If you were to use higher-order structure mapping for this analogy it is likely to fail. As Darling says, CAUSE[BigBang, expansion of (universe, time)] doesn’t map to CAUSE[NorthPole, expansion of (Earth)]. The moral of the story is that you can only take an analogy so far. There is always a point at which an analogy breaks down.

Summary

  1. 1  Transfer of learning (or analogical transfer) refers to the ability to use what we have learned in one context in a later one that is similar but not identical.
    • Positive transfer refers to successful transfer of learning.
    • Negative transfer occurs when what one has learned in one context impedes the learning of something new in another context.
  2. 2  Two problems can be very similar (close variants) or different although they may involve the same underlying equation, for example (distant variants).
    • Problems with an identical underlying structure are isomorphs.
    • Problems that are similar but not identical are homomorphs.
  3. 3  The likelihood of using an analogy to solve a new problem depends on how similar the source is to the target. Problem similarity can consist of various kinds:
    • Superficial or surface similarity, where the objects in one problem or situation are similar to the objects in a target problem or new situation. Objects can be the same in both problems or semantically related.

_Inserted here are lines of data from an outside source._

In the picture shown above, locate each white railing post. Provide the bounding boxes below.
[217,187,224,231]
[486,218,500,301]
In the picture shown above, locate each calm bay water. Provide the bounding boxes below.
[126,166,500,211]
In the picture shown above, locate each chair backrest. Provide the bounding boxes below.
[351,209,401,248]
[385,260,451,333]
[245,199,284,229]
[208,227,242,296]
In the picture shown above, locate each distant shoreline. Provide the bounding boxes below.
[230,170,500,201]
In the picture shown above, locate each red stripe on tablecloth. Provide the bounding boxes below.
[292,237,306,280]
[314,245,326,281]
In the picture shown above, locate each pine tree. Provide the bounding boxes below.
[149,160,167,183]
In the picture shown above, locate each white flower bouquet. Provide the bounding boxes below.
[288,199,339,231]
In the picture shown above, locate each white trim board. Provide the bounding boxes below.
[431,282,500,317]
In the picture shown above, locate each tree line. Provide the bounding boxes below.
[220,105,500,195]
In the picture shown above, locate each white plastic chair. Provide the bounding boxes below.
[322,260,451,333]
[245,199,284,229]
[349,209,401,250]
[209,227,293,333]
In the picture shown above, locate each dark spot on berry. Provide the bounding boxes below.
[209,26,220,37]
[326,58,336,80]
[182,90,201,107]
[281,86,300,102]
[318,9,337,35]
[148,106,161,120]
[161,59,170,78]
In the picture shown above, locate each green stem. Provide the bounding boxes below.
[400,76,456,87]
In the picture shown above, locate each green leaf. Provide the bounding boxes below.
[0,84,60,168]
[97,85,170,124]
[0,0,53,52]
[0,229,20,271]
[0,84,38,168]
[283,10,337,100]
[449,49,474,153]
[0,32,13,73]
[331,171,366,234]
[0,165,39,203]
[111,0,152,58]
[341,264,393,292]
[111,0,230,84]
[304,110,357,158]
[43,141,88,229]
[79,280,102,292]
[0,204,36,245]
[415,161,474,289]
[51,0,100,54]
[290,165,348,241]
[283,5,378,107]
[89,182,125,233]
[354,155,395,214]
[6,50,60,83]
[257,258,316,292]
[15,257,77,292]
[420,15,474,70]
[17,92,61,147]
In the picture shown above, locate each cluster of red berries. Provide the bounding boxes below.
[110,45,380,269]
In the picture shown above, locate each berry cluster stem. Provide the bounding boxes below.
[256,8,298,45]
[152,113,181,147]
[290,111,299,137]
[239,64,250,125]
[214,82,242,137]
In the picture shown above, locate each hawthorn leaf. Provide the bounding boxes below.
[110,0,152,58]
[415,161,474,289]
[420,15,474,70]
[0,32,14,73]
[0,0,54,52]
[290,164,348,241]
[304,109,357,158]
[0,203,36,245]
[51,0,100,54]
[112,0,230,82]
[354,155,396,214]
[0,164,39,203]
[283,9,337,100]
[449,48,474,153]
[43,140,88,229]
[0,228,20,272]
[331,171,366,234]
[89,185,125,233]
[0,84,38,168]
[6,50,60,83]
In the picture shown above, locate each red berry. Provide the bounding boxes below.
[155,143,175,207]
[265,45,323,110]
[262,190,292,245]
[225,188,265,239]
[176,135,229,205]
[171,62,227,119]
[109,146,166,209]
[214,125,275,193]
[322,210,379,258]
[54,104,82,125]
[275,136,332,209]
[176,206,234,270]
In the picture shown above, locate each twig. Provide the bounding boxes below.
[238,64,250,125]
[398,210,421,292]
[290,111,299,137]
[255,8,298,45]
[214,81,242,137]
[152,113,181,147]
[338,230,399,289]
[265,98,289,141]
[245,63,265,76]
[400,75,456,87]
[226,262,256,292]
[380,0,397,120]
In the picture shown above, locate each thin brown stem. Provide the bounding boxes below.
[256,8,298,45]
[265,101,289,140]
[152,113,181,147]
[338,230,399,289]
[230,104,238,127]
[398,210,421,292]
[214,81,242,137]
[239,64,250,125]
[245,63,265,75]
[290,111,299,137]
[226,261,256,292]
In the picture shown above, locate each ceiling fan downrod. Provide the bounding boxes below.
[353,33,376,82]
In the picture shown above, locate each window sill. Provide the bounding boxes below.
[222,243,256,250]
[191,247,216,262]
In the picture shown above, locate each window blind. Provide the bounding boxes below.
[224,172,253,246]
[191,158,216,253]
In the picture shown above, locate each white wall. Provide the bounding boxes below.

    • Relational similarity (or structural similarity), where the extent to which the relations between objects in a target and an analogue are the same. That is, the underlying structure of the two problems may be the same.
    • Procedural similarity, where the extent to which two problems use the same underlying solution procedure (e.g., a particular category of maths problem) may use the same procedure for finding the answer although the problems may be superficially different.
  4. 4  Dedre Gentner and colleagues have developed a structure mapping theory built into a computer model (the structure mapping engine) that models the mapping of one relational structure onto another in conformity to the principle of systematicity.
  5. 5  Successful problem solving by analogy requires the successful retrieval of a relevant analogue from long-term memory, mapping across objects in the two problems that play the same role in both, adapting the solution procedure from the source to the target subject to pragmatic and semantic constraints.
  6. 6  Analogies in the form of metaphors or similes can be used to help people understand new concepts by explaining them in terms of concepts from a familiar domain. Such metaphors can influence thinking and judgement.
  7. 7  The importance that has been attached to the role of analogising in human thinking cannot be too strongly emphasised. Many artificial intelligence models that attempt to capture aspects of human thinking have some kind of mechanism for analogical mapping (e.g., Anderson, 1993; Carbonell, 1983; Gentner & Forbus, 1991a, 1991b; Holyoak & Thagard, 1989b; Hummel & Holyoak, 2005; Lovett & Anderson, 2005; Salvucci & Anderson, 2001). Underlying Anderson’s ACT-R (see Chapter 5) and the various analogical models produced by Hofstadter and the Fluid Analogies Research Group, for example, is the view that analogising is fundamental to human thinking and learning (Gentner & Colhoun, 2010).